Luce: In brief
A teacher makes a disturbing discovery about a star high-school athlete, to the consternation of the parents who adopted him from Africa years earlier, in the professional playwriting debut of recent Juilliard grad JC Lee. May Adrales directs for the talent-nurturing LCT3.
Luce: Theater review by David Cote
Luce addresses a topic sure to be commonplace in years to come: transnational adoption. As more childless American couples travel abroad for a baby or young child, the fallout for parents and adoptees will no doubt fuel many a family drama. The title character of JC Lee’s assured playwriting debut was rescued from war-ravaged Congo at age seven; ten years later, he’s a football-playing, straight-A high schooler with loving (white) parents and a bright future. Or he’s a closet terrorist and a threat to the classroom.

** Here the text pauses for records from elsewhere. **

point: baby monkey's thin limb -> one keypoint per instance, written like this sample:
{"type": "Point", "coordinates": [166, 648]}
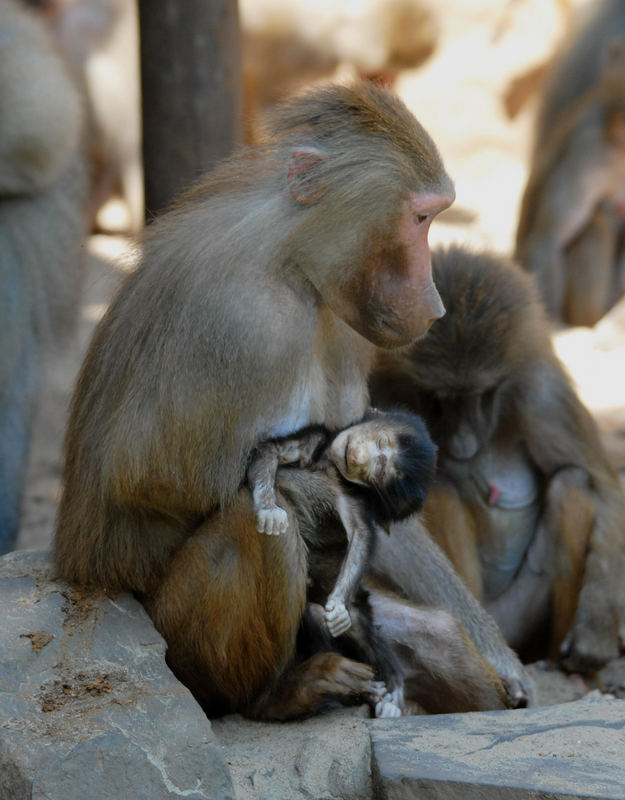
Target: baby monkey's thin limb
{"type": "Point", "coordinates": [261, 476]}
{"type": "Point", "coordinates": [359, 538]}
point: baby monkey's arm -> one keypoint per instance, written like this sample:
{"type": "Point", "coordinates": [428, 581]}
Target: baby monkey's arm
{"type": "Point", "coordinates": [261, 475]}
{"type": "Point", "coordinates": [359, 539]}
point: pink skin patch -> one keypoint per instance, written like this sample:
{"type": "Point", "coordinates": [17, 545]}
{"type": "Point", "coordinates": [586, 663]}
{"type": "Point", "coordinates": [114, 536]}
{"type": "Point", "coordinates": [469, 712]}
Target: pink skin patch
{"type": "Point", "coordinates": [494, 493]}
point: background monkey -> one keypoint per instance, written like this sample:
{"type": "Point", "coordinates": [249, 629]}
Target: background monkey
{"type": "Point", "coordinates": [376, 471]}
{"type": "Point", "coordinates": [42, 229]}
{"type": "Point", "coordinates": [255, 311]}
{"type": "Point", "coordinates": [570, 227]}
{"type": "Point", "coordinates": [525, 502]}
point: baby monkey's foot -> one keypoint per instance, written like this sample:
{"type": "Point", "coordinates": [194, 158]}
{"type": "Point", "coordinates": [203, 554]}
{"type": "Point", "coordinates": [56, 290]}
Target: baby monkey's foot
{"type": "Point", "coordinates": [391, 704]}
{"type": "Point", "coordinates": [272, 521]}
{"type": "Point", "coordinates": [337, 617]}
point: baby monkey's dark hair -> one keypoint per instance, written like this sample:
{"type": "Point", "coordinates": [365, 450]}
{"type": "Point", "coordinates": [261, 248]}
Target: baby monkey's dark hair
{"type": "Point", "coordinates": [404, 493]}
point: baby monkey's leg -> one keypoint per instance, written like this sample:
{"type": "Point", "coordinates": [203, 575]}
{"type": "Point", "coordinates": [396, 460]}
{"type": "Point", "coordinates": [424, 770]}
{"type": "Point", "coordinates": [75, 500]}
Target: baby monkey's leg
{"type": "Point", "coordinates": [261, 476]}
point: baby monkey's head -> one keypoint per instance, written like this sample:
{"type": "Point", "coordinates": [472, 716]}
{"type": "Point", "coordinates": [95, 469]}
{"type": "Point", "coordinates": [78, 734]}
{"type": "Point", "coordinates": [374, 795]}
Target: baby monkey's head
{"type": "Point", "coordinates": [392, 453]}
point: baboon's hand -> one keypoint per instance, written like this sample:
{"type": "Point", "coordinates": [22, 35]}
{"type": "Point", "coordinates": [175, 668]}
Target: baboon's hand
{"type": "Point", "coordinates": [272, 521]}
{"type": "Point", "coordinates": [337, 617]}
{"type": "Point", "coordinates": [390, 705]}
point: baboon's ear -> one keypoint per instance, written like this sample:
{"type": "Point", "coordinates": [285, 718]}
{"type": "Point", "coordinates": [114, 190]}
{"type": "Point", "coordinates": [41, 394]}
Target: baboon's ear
{"type": "Point", "coordinates": [302, 178]}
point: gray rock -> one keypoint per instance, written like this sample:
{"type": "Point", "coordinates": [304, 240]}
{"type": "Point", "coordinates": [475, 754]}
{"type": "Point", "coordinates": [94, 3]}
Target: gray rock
{"type": "Point", "coordinates": [88, 707]}
{"type": "Point", "coordinates": [327, 757]}
{"type": "Point", "coordinates": [574, 750]}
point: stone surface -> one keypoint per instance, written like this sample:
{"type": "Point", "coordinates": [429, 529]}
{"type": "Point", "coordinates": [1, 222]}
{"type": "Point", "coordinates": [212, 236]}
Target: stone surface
{"type": "Point", "coordinates": [88, 707]}
{"type": "Point", "coordinates": [573, 750]}
{"type": "Point", "coordinates": [327, 757]}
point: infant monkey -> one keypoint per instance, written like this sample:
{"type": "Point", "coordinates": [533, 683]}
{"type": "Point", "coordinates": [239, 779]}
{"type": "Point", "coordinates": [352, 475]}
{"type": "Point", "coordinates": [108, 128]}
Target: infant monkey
{"type": "Point", "coordinates": [377, 470]}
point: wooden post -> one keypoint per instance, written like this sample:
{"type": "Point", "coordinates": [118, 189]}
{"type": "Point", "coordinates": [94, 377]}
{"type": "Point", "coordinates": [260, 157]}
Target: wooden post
{"type": "Point", "coordinates": [191, 92]}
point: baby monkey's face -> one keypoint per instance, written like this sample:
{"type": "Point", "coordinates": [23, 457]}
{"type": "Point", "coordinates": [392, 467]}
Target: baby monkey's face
{"type": "Point", "coordinates": [366, 453]}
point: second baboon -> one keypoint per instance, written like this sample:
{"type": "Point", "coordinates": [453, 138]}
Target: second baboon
{"type": "Point", "coordinates": [525, 502]}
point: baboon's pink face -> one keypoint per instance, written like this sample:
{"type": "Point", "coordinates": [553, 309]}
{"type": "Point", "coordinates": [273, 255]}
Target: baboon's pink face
{"type": "Point", "coordinates": [365, 453]}
{"type": "Point", "coordinates": [392, 300]}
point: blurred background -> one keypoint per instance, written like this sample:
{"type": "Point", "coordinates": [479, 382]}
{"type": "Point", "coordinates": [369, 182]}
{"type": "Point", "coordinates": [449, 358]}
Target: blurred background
{"type": "Point", "coordinates": [470, 70]}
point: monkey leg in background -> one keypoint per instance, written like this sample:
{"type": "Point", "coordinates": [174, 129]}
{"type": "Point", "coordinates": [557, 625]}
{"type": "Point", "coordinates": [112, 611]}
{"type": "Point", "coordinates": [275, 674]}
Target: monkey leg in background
{"type": "Point", "coordinates": [526, 503]}
{"type": "Point", "coordinates": [42, 230]}
{"type": "Point", "coordinates": [578, 165]}
{"type": "Point", "coordinates": [590, 273]}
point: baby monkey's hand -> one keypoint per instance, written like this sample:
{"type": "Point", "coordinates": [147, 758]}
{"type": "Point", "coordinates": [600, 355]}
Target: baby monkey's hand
{"type": "Point", "coordinates": [337, 617]}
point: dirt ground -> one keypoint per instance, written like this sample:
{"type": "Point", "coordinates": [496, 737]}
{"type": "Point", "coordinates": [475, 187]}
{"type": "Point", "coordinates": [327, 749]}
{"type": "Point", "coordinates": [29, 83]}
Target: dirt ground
{"type": "Point", "coordinates": [457, 95]}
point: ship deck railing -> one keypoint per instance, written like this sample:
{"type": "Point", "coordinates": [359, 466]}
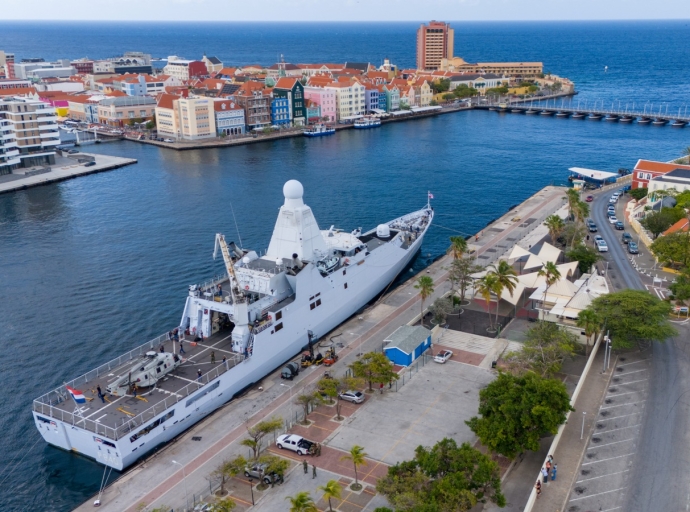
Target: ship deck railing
{"type": "Point", "coordinates": [46, 405]}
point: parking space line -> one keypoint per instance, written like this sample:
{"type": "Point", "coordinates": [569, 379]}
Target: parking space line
{"type": "Point", "coordinates": [602, 476]}
{"type": "Point", "coordinates": [635, 362]}
{"type": "Point", "coordinates": [609, 444]}
{"type": "Point", "coordinates": [631, 382]}
{"type": "Point", "coordinates": [607, 431]}
{"type": "Point", "coordinates": [622, 405]}
{"type": "Point", "coordinates": [635, 371]}
{"type": "Point", "coordinates": [617, 417]}
{"type": "Point", "coordinates": [626, 393]}
{"type": "Point", "coordinates": [610, 458]}
{"type": "Point", "coordinates": [597, 494]}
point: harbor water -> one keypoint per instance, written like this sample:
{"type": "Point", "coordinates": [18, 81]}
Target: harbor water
{"type": "Point", "coordinates": [91, 267]}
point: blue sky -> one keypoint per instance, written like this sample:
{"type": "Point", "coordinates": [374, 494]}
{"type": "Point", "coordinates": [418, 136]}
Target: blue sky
{"type": "Point", "coordinates": [343, 10]}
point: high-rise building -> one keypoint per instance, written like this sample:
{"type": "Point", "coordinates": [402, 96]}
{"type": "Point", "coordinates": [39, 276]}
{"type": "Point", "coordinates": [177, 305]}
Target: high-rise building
{"type": "Point", "coordinates": [434, 43]}
{"type": "Point", "coordinates": [28, 133]}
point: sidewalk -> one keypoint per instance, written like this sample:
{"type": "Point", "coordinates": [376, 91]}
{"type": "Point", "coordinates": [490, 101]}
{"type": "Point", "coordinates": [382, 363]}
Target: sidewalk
{"type": "Point", "coordinates": [571, 448]}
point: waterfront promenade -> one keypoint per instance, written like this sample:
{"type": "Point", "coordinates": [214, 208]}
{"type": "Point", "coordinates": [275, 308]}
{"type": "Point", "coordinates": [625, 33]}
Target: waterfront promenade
{"type": "Point", "coordinates": [158, 481]}
{"type": "Point", "coordinates": [65, 168]}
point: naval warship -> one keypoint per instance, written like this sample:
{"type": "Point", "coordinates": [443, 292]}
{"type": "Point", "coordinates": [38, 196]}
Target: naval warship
{"type": "Point", "coordinates": [254, 318]}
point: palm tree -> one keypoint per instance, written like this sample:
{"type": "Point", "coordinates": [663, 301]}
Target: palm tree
{"type": "Point", "coordinates": [425, 285]}
{"type": "Point", "coordinates": [458, 246]}
{"type": "Point", "coordinates": [573, 197]}
{"type": "Point", "coordinates": [357, 457]}
{"type": "Point", "coordinates": [555, 226]}
{"type": "Point", "coordinates": [485, 287]}
{"type": "Point", "coordinates": [581, 211]}
{"type": "Point", "coordinates": [330, 491]}
{"type": "Point", "coordinates": [551, 275]}
{"type": "Point", "coordinates": [590, 321]}
{"type": "Point", "coordinates": [302, 502]}
{"type": "Point", "coordinates": [686, 152]}
{"type": "Point", "coordinates": [507, 280]}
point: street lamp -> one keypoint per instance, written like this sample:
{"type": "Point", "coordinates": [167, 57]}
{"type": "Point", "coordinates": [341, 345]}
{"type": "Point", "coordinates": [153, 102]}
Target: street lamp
{"type": "Point", "coordinates": [184, 479]}
{"type": "Point", "coordinates": [251, 486]}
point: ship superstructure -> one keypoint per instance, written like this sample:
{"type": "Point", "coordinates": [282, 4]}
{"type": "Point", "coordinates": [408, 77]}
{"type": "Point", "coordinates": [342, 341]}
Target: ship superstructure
{"type": "Point", "coordinates": [235, 329]}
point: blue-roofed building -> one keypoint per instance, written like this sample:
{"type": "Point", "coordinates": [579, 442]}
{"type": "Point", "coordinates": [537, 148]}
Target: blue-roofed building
{"type": "Point", "coordinates": [280, 111]}
{"type": "Point", "coordinates": [406, 344]}
{"type": "Point", "coordinates": [371, 99]}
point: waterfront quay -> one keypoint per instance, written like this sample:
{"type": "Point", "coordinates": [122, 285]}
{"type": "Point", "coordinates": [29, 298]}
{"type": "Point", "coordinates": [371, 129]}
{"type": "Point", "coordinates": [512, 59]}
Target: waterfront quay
{"type": "Point", "coordinates": [66, 167]}
{"type": "Point", "coordinates": [285, 133]}
{"type": "Point", "coordinates": [180, 471]}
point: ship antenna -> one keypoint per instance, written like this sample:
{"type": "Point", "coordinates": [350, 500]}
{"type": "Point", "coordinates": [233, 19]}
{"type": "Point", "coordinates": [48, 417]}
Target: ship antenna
{"type": "Point", "coordinates": [237, 228]}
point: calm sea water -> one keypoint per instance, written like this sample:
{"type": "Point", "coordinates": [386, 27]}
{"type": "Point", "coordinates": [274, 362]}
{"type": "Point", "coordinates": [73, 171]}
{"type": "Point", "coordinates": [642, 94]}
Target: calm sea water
{"type": "Point", "coordinates": [91, 267]}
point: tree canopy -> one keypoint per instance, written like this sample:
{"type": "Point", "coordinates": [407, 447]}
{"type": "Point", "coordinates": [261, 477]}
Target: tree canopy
{"type": "Point", "coordinates": [658, 222]}
{"type": "Point", "coordinates": [374, 368]}
{"type": "Point", "coordinates": [638, 193]}
{"type": "Point", "coordinates": [446, 477]}
{"type": "Point", "coordinates": [543, 352]}
{"type": "Point", "coordinates": [517, 411]}
{"type": "Point", "coordinates": [632, 316]}
{"type": "Point", "coordinates": [673, 248]}
{"type": "Point", "coordinates": [585, 256]}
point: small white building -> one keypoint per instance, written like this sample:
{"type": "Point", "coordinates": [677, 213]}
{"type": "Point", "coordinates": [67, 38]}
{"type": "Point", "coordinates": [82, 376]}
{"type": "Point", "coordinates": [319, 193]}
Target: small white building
{"type": "Point", "coordinates": [229, 117]}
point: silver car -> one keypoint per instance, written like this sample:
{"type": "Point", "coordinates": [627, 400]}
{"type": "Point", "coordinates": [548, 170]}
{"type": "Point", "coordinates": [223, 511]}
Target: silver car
{"type": "Point", "coordinates": [356, 397]}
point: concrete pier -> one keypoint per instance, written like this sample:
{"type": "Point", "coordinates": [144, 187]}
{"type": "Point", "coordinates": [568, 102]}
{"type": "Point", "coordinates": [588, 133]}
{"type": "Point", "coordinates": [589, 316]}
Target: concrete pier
{"type": "Point", "coordinates": [157, 481]}
{"type": "Point", "coordinates": [65, 168]}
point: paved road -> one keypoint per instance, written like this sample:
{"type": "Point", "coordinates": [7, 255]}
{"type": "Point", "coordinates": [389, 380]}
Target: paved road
{"type": "Point", "coordinates": [660, 467]}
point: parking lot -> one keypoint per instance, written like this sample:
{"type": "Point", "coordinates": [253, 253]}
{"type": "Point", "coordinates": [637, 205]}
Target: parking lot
{"type": "Point", "coordinates": [604, 473]}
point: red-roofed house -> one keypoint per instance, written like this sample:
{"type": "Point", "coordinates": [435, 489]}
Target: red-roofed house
{"type": "Point", "coordinates": [646, 170]}
{"type": "Point", "coordinates": [229, 117]}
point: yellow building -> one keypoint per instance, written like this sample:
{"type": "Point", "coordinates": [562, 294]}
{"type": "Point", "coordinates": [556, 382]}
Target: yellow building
{"type": "Point", "coordinates": [513, 69]}
{"type": "Point", "coordinates": [185, 118]}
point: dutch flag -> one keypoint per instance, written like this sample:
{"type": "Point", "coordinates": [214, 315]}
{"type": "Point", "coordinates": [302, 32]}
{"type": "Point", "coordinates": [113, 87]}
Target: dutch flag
{"type": "Point", "coordinates": [77, 395]}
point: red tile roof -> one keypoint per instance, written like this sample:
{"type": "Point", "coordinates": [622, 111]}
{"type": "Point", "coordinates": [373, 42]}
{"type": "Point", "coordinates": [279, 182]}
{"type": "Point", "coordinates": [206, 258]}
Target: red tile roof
{"type": "Point", "coordinates": [681, 225]}
{"type": "Point", "coordinates": [660, 167]}
{"type": "Point", "coordinates": [285, 83]}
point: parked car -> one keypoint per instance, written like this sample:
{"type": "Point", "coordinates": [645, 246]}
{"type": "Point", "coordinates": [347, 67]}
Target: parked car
{"type": "Point", "coordinates": [295, 443]}
{"type": "Point", "coordinates": [290, 371]}
{"type": "Point", "coordinates": [258, 471]}
{"type": "Point", "coordinates": [443, 356]}
{"type": "Point", "coordinates": [601, 246]}
{"type": "Point", "coordinates": [356, 397]}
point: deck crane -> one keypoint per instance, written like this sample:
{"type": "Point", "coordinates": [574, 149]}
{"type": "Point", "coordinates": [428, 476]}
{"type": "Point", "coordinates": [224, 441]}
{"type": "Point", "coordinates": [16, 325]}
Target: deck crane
{"type": "Point", "coordinates": [235, 290]}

Between such extremes is where Luce (Okieriete Onaodowan) finds himself after a series of miscommunications and outright lies enmeshes his worrywart mother (Marin Hinkle), suspicious father (Neal Huff) and haughty, controlling teacher (Sharon Washington). Lee neatly sketches the pressure-filled world of high-achieving teens—especially ones toting extra racial baggage. By restricting the story to the adults’ perspective, cagey, inscrutable Luce does start to seem less like a normal, rebelling teen than something more pathological. But such suspense is mostly superficial. We get neither an emotional nor an ideological payoff, because Lee is focused on technique, not limning the political aspects of his premise. Luce may be ambivalent about his origins and where he’s supposed to go in life, but we really ought to care more.—Theater review by David Cote
THE BOTTOM LINE: An identity-politics play has suspense, but little meat on its bones.